Data IO 2013 conference – my notes
These are my notes from today’s Data IO conference
Next Generation Search with Lucene and Solr 4
Lucene 4
- near real time indexes (used by Twitter for 500 million new tweets/day)
- can plug in your own scoring model
- flexible index formats
- much improved memory use, regexs are faster, etc
- new autocomplete suggester
Solr (Lucene server – managed by the same team as Lucene)
- if someone chooses the red shirt, do we have large in stock (pivot faceting – anticipating the next question)
- improved geo-spatial (all mexican restaurants within 5 blocks, plus function queries to rank them)
- dstributed/sharded indexing and search
- solr as nosql data store
Uses
- recommendation engine (LinkedIn uses Lucene for people recommendations). Recommend content to people who exhibit certain behaviors
- avoid flight delays – one facet – flights out of airports, pivot to destination airports (Ohare to Newark) – origin, destination, carrier, flight, delay times – look at trends over time. Solr has a stats package – you can get averages, max, min, etc
- for local search, how to show only shops that are open? (Yelp also uses Lucene).
You added Zookeeper to your stack, now what?
Old way of system management: active and backup servers, frantically switch to backup when active fails
Common challenges with big distributed system
- Outages
- Coordination
- Operational complexity
A common deficiency: sequential consistency (handling everything in the “right” order, when data is coming from multiple places)
- Zookeeper is a distributed, consistent data store – strictly ordered access
- Can keep running as long as only a minority of member nodes are lost (usually want to run 3 or 5 nodes)
- all data stored in memory (50,000 ops/sec)
- optimized for read performance (not write); also not optimized for giant pieces of data
- it’s a coordination service
- A leader node is elected by all the members. Leader manages writes (proposes it to followers, they acknowledge it, then it is assigned and written)
- nodes can have data, and can have child nodes
- has “ephemeral nodes” – created when a client connects, destroyed when client disconnects (these do not ever have child nodes)
- watches: clients can be kept informed about data state changes (just lets you know it has changed, but not what it’s changed to – you need to request it again if you want to know the current value)
Zookeeper open-source equivalent of Chubby
- good for discovery services (like DNS)
- Use cases: Storm and HBase, Redis – http://www.slideshare.net/ryanlecompte/handling-redis-failover-with-zookeeper
- Distributed locking
Beware – Zookeeper can be your single point of failure if you don’t have appropriate monitoring and fallbacks in place
Graph Database Use Cases
- nodes connected by relationships
- no tables or rows
- nodes are property containers
- cypher is neo4j’s query language
- http://github.com/maxdemarzi/neo_graph_search
- http://maxdemarzi.com/2012/10/18/matches-are-the-new-hotness
- also used for content management, access control, insurance risk analysis, geo routing, asset management, bioinformatics
- “what drug will bind to protein X and not interact with drug Y?”

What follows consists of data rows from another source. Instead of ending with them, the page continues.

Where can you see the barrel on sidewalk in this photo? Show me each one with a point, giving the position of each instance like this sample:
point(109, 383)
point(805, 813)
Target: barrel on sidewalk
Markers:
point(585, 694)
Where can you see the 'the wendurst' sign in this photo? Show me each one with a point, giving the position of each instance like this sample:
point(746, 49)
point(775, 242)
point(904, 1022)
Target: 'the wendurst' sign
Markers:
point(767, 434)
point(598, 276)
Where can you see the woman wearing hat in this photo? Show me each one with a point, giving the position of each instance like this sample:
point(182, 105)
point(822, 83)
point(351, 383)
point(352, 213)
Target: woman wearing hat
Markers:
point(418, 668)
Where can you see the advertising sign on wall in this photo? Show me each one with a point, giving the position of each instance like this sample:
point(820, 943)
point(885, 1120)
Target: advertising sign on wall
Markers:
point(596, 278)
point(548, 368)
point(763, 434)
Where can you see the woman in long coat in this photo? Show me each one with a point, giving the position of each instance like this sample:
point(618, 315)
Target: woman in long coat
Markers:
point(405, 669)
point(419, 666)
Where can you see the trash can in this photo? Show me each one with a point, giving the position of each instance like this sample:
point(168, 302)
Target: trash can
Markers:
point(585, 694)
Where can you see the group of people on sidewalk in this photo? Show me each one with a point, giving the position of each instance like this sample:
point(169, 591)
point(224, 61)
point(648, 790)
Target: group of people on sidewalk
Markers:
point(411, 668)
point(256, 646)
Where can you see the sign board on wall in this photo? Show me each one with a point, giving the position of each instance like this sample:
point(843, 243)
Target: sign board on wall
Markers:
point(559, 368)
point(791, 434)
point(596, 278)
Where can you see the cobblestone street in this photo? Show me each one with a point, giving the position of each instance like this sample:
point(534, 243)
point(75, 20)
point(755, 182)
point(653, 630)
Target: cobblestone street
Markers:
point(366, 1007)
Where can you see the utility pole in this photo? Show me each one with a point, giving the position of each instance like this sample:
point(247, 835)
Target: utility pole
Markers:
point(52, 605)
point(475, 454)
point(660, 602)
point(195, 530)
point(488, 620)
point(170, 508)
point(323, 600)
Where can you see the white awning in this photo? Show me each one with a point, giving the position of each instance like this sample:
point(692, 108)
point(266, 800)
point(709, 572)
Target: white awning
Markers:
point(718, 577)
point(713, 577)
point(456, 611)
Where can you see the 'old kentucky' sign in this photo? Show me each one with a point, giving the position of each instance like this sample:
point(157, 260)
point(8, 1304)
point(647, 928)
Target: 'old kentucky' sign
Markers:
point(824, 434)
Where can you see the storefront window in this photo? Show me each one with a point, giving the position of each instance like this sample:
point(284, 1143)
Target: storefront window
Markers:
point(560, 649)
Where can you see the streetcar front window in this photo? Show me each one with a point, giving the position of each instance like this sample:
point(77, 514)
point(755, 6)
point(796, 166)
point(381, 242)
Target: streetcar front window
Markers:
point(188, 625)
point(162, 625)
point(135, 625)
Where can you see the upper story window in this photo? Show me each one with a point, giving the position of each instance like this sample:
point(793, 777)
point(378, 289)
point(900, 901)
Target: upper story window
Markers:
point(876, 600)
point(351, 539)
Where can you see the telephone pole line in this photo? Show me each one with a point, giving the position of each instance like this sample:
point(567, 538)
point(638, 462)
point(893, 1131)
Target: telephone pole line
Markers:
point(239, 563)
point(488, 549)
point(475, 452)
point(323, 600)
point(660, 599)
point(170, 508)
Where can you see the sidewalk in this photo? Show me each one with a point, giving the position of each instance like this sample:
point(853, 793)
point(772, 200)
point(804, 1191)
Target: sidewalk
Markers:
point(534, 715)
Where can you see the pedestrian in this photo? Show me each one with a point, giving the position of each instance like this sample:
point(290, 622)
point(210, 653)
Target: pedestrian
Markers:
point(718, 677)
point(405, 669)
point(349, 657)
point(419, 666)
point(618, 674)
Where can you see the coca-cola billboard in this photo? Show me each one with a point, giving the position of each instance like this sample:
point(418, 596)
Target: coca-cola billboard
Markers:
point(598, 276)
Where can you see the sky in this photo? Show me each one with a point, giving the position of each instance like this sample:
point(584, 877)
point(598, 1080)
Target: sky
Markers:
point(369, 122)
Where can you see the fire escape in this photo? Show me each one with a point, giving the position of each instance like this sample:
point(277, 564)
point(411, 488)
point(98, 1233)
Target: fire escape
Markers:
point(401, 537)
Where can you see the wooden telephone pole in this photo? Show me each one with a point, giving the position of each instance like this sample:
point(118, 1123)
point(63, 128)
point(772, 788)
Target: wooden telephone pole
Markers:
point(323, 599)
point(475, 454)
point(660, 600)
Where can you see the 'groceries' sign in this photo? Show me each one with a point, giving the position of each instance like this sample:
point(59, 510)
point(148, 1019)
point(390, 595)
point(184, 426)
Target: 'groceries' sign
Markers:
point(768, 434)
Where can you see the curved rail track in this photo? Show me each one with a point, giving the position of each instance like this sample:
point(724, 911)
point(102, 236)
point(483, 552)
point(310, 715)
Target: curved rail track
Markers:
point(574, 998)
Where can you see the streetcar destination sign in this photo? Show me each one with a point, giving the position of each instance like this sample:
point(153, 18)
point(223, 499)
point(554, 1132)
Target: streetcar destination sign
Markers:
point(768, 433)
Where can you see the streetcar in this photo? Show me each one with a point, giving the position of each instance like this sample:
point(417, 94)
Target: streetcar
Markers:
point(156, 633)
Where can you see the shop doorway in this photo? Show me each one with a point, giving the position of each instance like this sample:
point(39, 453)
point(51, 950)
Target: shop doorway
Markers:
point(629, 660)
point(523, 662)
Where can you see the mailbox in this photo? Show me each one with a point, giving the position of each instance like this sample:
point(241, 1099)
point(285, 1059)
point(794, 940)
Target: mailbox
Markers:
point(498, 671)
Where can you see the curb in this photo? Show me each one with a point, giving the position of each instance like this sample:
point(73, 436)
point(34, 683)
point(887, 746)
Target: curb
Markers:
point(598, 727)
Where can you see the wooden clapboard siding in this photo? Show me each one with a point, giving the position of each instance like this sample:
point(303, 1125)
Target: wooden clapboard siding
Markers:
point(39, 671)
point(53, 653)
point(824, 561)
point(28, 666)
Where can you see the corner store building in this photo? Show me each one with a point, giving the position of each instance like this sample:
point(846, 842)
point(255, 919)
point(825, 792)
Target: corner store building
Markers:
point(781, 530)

- http://neovisualsearch.maxdemarzi.com
- performance factors: graph size (doesn’t matter), query degree (this is what matters – how many hops), graph density. RDBMS doesn’t scale well with data size, neo4j does
- the more connected the data, the better it fits a graph db,
- NoSQL – 4 categories – key value, column family, document db, graph db
- popular combo is, e.g. mongo for data, neo4j for searching it (then hydrate the search results from mongo)
- optimized for graph traversal, not, e.g., aggregate analysis of all the nodes
- top reasons to use it: problems with RDBMS join performance, evolving data set, domain shape is naturally a graph, open-ended business requirements
- Gartner’s 5 graphs: interest, intent. mobile, payment
Parquet
I didn’t take notes during those one (a drop of water from the bottom of my glass got under my Mac trackpad, and my mouse was going crazy for a while)
All the data and still not enough?
- No matter how much data you have, it’s never enough or never seems like the right type
- Predictive modeling – will someone default on a loan? Look at data for people who’ve had loans, and who defaulted and didn’t. Use data to make a predictive risk model
- IID = independent and identically distributed
Example IBM sales force optimization
- Can we predict where the opportunities are – which companies have growing IT budgets?
- Couldn’t know what was most important – where were these target companies spending their IT budget (not disclosed)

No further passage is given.